In the conversation placed under surveillance, the inmate incarcerated at the central prison of Lannemezan (Hautes-Pyrénées) for attempted murder would have mentioned the first names of three people, at least two of whom appear in the Jubillar file.

Also read “He didn’t want to lose the house”: at the heart of the Jubillar affair, the hypothesis of financial motive

“Additional information is procedurally required from the moment the investigating judges are removed from the case due to the indictment order” of Cédric Jubillar, Franck Rastoul explained to AFP in January, then attorney general of Toulouse who has now taken on new functions.

“Check all leads”

On November 21, two investigating judges from Toulouse, in fact, issued this order and referred to court Cédric Jubillar, a 36-year-old painter and plasterer, accused of the murder of Delphine, a nurse from a clinic in Albi aged 33 years old at the time of his disappearance in December 2020.

The accused's lawyers immediately appealed the order but the hearing before the investigating chamber of the Toulouse Court of Appeal, which was to examine this appeal on January 18, was ultimately devoted solely to the request for additional information.

This is “in no way the expression of a deficiency in the investigation, it is a procedural obligation at this stage”, insisted Mr. Rastoul, adding that “this is part of the logic which has prevailed in this case from the beginning and which consists of checking all the leads.”

Furthermore, another man would have contacted the courts to offer new testimony.

“If a man says that he has revelations to make, let us listen to him, let us hear him and we will see what he has to say and if it is useful for the manifestation of the truth,” declared in this regard Me Jean-Baptiste Alary, one of Cédric Jubillar's three lawyers, during the hearing of the investigating chamber.

Cédric Jubillar denies any responsibility

If the request for additional information is granted on Thursday, the defense will “obviously” see it as a positive point, Me Alary told AFP on Wednesday.

“We have been arguing for two and a half years now that Cédric Jubillar has been indicted that the file is empty, or at the very least insufficient,” he said.

“From the moment we have a file in which investigations are still useful for revealing the truth, this means that the file has not allowed the truth to be revealed in its current state,” said Me Alary, judging It is therefore logical to resume investigations.

If there is additional information, it is therefore the prospect of a trial previously envisaged at the end of 2024 or the beginning of 2025, which will also fade away.
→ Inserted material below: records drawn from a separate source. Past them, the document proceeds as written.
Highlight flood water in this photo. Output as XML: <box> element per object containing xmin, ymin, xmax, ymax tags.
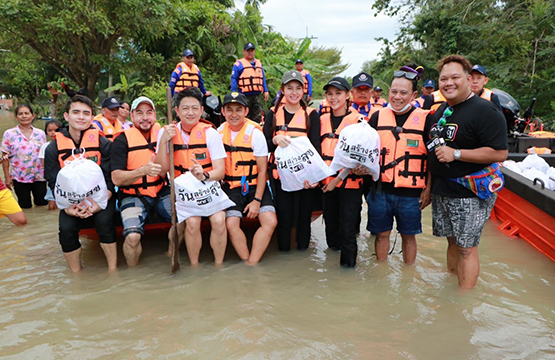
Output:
<box><xmin>0</xmin><ymin>111</ymin><xmax>555</xmax><ymax>360</ymax></box>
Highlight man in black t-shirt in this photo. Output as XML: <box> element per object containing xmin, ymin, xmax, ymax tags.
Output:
<box><xmin>366</xmin><ymin>64</ymin><xmax>430</xmax><ymax>265</ymax></box>
<box><xmin>427</xmin><ymin>55</ymin><xmax>508</xmax><ymax>288</ymax></box>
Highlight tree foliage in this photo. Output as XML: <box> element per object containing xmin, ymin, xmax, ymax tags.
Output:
<box><xmin>0</xmin><ymin>0</ymin><xmax>345</xmax><ymax>112</ymax></box>
<box><xmin>367</xmin><ymin>0</ymin><xmax>555</xmax><ymax>125</ymax></box>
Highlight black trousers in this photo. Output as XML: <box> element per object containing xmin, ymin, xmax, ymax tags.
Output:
<box><xmin>275</xmin><ymin>180</ymin><xmax>320</xmax><ymax>251</ymax></box>
<box><xmin>58</xmin><ymin>196</ymin><xmax>116</xmax><ymax>252</ymax></box>
<box><xmin>13</xmin><ymin>180</ymin><xmax>48</xmax><ymax>209</ymax></box>
<box><xmin>324</xmin><ymin>188</ymin><xmax>362</xmax><ymax>267</ymax></box>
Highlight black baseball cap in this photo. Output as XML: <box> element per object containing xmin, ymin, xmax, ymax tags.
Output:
<box><xmin>324</xmin><ymin>76</ymin><xmax>351</xmax><ymax>91</ymax></box>
<box><xmin>181</xmin><ymin>49</ymin><xmax>195</xmax><ymax>57</ymax></box>
<box><xmin>243</xmin><ymin>42</ymin><xmax>256</xmax><ymax>50</ymax></box>
<box><xmin>353</xmin><ymin>72</ymin><xmax>374</xmax><ymax>88</ymax></box>
<box><xmin>281</xmin><ymin>70</ymin><xmax>304</xmax><ymax>85</ymax></box>
<box><xmin>222</xmin><ymin>91</ymin><xmax>248</xmax><ymax>107</ymax></box>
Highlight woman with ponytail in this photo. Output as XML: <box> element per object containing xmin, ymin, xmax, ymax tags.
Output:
<box><xmin>263</xmin><ymin>71</ymin><xmax>320</xmax><ymax>251</ymax></box>
<box><xmin>320</xmin><ymin>76</ymin><xmax>367</xmax><ymax>267</ymax></box>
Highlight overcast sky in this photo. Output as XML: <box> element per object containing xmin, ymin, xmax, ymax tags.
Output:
<box><xmin>254</xmin><ymin>0</ymin><xmax>399</xmax><ymax>76</ymax></box>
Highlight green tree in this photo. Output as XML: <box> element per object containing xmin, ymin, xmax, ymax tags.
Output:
<box><xmin>0</xmin><ymin>0</ymin><xmax>176</xmax><ymax>97</ymax></box>
<box><xmin>371</xmin><ymin>0</ymin><xmax>555</xmax><ymax>126</ymax></box>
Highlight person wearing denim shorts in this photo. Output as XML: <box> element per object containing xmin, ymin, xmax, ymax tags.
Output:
<box><xmin>367</xmin><ymin>64</ymin><xmax>430</xmax><ymax>264</ymax></box>
<box><xmin>112</xmin><ymin>96</ymin><xmax>171</xmax><ymax>266</ymax></box>
<box><xmin>218</xmin><ymin>92</ymin><xmax>277</xmax><ymax>265</ymax></box>
<box><xmin>427</xmin><ymin>55</ymin><xmax>508</xmax><ymax>288</ymax></box>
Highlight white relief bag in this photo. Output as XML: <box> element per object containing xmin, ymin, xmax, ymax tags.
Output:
<box><xmin>174</xmin><ymin>171</ymin><xmax>235</xmax><ymax>222</ymax></box>
<box><xmin>330</xmin><ymin>121</ymin><xmax>380</xmax><ymax>179</ymax></box>
<box><xmin>54</xmin><ymin>154</ymin><xmax>109</xmax><ymax>210</ymax></box>
<box><xmin>274</xmin><ymin>136</ymin><xmax>333</xmax><ymax>191</ymax></box>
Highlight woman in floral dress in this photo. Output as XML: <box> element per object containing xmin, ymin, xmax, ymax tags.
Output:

In this case without a body, no confession, no witness, no crime scene, Cédric Jubillar, incarcerated since June 2021, denies any responsibility.

VIDEO.

“My meetings with Cédric Jubillar”: diving into the heart of the Jubillar mystery

Delphine Jubillar disappeared from her house in Cagnac-les-Mines (Tarn), where the couple lived with their 18-month-old daughter and their six-year-old son, on the night of December 15 to 16, 2020, in the middle of a curfew. to the Covid-19 pandemic.

At the time, the couple was going through a divorce.

Before the disappearance, Cédric Jubillar had made comments that had offended members of his family: "I'm going to kill her, I'm going to bury her and no one will find her... If Delphine leaves me one day...", according to the act of 'charge.